Nightshade takes root at Morrin Centre


Atropa belladonna - known around the world as nightshade - is among the most toxic plant species in existence.

For historic Quebec City, the backdrop for Tom Henighan's new novel Nightshade, the lethal leaves are at the root of a high-profile murder.

Hennigan will give a seminar on his latest work Aug. 26 from 7 to 9 p.m. at the Morrin Centre, 44 Chaussee des Ecossais.

Henighan is an Ottawa writer and editor. His fiction includes The Well of Time, shortlisted for the Seal Books First Novel Award; Mercury Man, shortlisted for the Red Maple Award, and Doom Lake Holiday, a teen mystery set in Ontario's Rideau Lakes.

Amid the bustle of an important scientific conference concerning the genetic manipulation of trees, a delegate is struck down. Police, RCMP, and a mysterious FBI agent from Washington converge on the scene, but the sharpest eye in the crowd belongs to Sam Montcalm, a despised "bedroom snooper" from Ottawa.

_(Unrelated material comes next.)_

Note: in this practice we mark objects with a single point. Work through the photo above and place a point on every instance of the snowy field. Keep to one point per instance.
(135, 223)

Middle-aged, tough, and sophisticated, Sam is a lone wolf who feels displaced nearly everywhere, and his relations with his colleagues, the police - and with women - are always complicated. When a personal connection to the conference murder is discovered, Sam sets out to find the truth, and hopefully clear a First Nations activist from the crime.

As Montcalm follows the trail of murder back to Canada's capital and into the Gatineau Hills, his deep sense of cynicism about human nature is confirmed as he closes in on the killer and struggles to come to terms with himself.